El doctor Emanuele Licalzi había vuelto a bajar la visera.

—Dése prisa, está a punto de empezar —dijo la señora Clementina, acompañándolo a la salita contigua al salón. Se sentaron con semblante compungido. La señora se había vestido de largo para la ocasión. Parecía una dama del pintor ochocentista Boldini, sólo que envejecida. A las nueve y media en punto, el maestro Barbera dio comienzo a su concierto. Y, al cabo de menos de cinco minutos, el comisario empezó a experimentar una extraña sensación que lo turbó. Le pareció que, de repente, el sonido del violín se convertía en una voz de mujer que pedía ser escuchada y comprendida. Lentamente, pero sin la menor vacilación las notas se iban transformando en sílabas, mejor dicho, en fonemas, y, sin embargo, expresaban una especie de lamento, un canto de dolor antiguo que, a ratos, alcanzaba instantes de una ardiente y misteriosa tragedia. Aquella emocionada voz de mujer estaba diciendo que había un terrible secreto que sólo podía ser comprendido por alguien que fuera capaz de entregarse por entero al sonido, a la onda del sonido. Cerró los ojos, profundamente conmovido y turbado, aunque en su fuero interno experimentó también una sensación de extrañeza: ¿cómo era posible que aquel violín hubiera cambiado tanto de timbre desde la última vez que él lo había escuchado? Sin abrir los ojos, se dejó guiar por la voz. Y se vio a sí mismo entrando en el chalé, cruzando el salón, abriendo la vitrina y tomando el estuche del violín... ¡Eso era lo que lo atormentaba, el detalle que no encajaba con el conjunto! La intensa luz que estalló en el interior de su cabeza lo indujo a soltar un gemido.

—¿Usted también se ha emocionado? —preguntó la señora Clementina, enjugándose una lágrima—. Jamás ha tocado así.

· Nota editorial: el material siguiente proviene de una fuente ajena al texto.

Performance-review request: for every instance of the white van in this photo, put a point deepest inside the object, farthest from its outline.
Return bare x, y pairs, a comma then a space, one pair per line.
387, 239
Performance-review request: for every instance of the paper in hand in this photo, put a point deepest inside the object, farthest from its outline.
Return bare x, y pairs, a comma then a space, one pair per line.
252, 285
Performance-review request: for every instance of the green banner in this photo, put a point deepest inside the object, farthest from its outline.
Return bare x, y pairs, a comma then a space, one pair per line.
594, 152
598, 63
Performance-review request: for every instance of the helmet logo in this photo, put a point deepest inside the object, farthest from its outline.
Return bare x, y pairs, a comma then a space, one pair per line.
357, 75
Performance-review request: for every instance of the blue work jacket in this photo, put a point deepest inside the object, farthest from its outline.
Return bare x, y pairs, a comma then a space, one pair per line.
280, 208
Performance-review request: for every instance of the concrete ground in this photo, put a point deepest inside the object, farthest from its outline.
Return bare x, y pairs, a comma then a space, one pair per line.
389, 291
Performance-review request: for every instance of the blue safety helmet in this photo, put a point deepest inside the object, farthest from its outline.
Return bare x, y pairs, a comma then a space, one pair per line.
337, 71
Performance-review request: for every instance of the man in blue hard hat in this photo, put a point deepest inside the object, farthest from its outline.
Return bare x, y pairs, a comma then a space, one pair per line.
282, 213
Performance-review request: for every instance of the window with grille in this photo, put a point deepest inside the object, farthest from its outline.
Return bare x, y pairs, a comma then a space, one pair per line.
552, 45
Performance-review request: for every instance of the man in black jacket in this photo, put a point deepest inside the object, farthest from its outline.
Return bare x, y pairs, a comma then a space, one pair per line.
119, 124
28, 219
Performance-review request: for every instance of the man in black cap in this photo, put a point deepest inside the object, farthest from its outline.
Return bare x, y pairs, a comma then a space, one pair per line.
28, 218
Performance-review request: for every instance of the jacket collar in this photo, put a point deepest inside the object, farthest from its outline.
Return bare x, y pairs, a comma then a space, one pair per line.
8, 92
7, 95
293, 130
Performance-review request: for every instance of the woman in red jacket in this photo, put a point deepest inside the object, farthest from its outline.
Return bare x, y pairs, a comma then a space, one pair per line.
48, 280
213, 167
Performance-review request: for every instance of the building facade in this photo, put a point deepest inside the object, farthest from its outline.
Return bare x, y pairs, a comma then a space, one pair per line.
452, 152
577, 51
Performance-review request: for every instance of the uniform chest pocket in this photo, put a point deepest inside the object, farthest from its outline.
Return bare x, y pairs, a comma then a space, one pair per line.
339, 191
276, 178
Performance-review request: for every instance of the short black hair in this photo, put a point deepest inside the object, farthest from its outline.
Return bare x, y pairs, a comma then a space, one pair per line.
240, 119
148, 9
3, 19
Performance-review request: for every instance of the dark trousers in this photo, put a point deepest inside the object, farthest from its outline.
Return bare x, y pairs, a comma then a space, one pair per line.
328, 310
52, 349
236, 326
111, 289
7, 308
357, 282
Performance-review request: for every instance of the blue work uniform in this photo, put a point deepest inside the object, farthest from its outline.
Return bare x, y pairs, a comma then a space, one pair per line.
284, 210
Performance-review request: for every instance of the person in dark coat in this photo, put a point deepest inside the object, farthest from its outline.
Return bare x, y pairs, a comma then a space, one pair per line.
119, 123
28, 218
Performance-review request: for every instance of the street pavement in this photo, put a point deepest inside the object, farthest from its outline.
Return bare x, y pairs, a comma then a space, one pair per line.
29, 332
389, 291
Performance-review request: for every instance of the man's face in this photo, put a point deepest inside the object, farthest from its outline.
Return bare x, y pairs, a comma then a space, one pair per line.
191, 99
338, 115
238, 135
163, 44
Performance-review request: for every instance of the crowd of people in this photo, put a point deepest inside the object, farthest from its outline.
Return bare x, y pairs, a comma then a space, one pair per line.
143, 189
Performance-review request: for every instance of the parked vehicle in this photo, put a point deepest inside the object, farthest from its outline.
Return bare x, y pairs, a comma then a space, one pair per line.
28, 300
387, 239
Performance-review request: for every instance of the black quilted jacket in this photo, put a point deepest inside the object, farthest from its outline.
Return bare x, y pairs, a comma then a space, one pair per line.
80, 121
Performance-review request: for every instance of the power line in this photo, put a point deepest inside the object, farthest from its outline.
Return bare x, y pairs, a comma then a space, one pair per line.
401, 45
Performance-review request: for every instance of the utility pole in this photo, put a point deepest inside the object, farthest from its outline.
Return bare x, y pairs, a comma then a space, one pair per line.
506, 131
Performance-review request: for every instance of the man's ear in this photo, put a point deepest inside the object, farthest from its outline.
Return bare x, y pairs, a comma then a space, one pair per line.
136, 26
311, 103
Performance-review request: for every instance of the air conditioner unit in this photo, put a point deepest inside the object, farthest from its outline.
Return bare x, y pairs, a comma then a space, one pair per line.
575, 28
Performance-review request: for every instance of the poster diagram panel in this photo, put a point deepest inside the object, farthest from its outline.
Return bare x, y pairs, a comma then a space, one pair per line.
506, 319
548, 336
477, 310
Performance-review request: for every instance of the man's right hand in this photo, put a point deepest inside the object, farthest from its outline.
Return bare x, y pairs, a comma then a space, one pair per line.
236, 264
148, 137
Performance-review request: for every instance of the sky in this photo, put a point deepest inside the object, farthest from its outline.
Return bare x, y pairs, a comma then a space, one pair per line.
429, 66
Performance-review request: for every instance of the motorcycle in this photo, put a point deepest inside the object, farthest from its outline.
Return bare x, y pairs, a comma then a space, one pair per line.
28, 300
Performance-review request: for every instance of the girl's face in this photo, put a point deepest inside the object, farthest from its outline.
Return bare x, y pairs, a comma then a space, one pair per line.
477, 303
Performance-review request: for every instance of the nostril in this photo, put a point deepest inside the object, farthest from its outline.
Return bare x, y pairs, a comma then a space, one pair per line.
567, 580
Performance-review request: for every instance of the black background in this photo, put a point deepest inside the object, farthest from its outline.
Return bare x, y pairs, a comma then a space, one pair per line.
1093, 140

El concierto debía de haber terminado justo en aquel momento, pues la señora volvió a enchufar el teléfono previamente desenchufado, marcó el número y aplaudió.

Esta vez el comisario, en lugar de unirse a sus aplausos, tomó el teléfono.

—¿Maestro? Soy el comisario Montalbano. Necesito hablar sin falta con usted.

—Yo también con usted.

Montalbano colgó el aparato, se inclinó impulsivamente, abrazó a la señora Clementina, la besó en la frente y se retiró.

Le abrió la puerta la mucama-ama de llaves.

—¿Quiere un café?

—No, gracias.

Cataldo Barbera se le acercó con la mano tendida. Mientras subía los dos tramos de escalera, Montalbano había estado pensando en la forma en que lo encontraría vestido. Acertó de lleno: el maestro, que era un hombre menudo, de cabello blanco como la nieve y pequeños ojos negros de mirada muy intensa, usaba un frac de corte impecable.

Lo único que desentonaba era una bufanda blanca de seda que le rodeaba la parte inferior del rostro, le ocultaba la nariz, la boca y el mentón y sólo dejaba al descubierto los ojos y la frente. Estaba sujeta con un gran broche de oro.

—Pase, pase —dijo amablemente Barbera, acompañándolo al estudio insonorizado.

Dentro había una vitrina con cinco violines; una complicada instalación estereofónica; una estantería metálica de oficina llena de CD, discos y cintas; una biblioteca, un escritorio y dos butacas. Sobre el escritorio había otro violín, evidentemente el que el maestro acababa de utilizar en su concierto.